Why is DEFAULT_FDW_TUPLE_COST so insanely low?

David Rowley Tue, 02 Aug 2022 07:56:46 -0700

Over on [1] I was complaining that I thought DEFAULT_FDW_TUPLE_COST,
which is defined as 0.01 was unrealistically low.

For comparison, cpu_tuple_cost, something we probably expect to be in
a CPU cache is also 0.01. We've defined DEFAULT_PARALLEL_TUPLE_COST
to be 0.1, which is 10x cpu_tuple_cost. That's coming from a shared
memory segment. So why do we think DEFAULT_FDW_TUPLE_COST should be
the same as cpu_tuple_cost when that's probably pulling a tuple from
some remote server over some (possibly slow) network?

I did a little experiment in the attached .sql file and did some maths
to try to figure out what it's really likely to be costing us. I tried
this with and without the attached hack to have the planner not
consider remote grouping just to see how much slower pulling a million
tuples through the FDW would cost.

I setup a loopback server on localhost (which has about the lowest
possible network latency) and found the patched query to the foreign
server took:

Execution Time: 530.000 ms

This is pulling all million tuples over and doing the aggregate locally.

Unpatched, the query took:

Execution Time: 35.334 ms

so about 15x faster.

If I take the seqscan cost for querying the local table, which is
14425.00 multiply that by 15 (the extra time it took to pull the 1
million tuples) then divide by 1 million to get the extra cost per
tuple, then that comes to about 0.216. So that says
DEFAULT_FDW_TUPLE_COST is about 21x lower than it should be.
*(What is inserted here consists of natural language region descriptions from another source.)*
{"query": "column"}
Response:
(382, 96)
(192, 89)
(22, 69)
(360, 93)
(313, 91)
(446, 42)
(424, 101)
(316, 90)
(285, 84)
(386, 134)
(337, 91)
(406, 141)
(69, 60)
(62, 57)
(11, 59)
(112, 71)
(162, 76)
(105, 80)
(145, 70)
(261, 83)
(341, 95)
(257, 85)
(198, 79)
I tried cranking DEFAULT_FDW_TUPLE_COST up to 0.5 to see what plans
would change in the postgres_fdw regression tests and quite a number
changed. Many seem to be pushing the sorts down to the remote server
where they were being done locally before. A few others just seem
weird. For example, the first one seems to be blindly adding a remote
sort when it does no good. I think it would take quite a bit of study
with a debugger to figure out what's going on with many of these.

Does anyone have any ideas why DEFAULT_FDW_TUPLE_COST was set so low?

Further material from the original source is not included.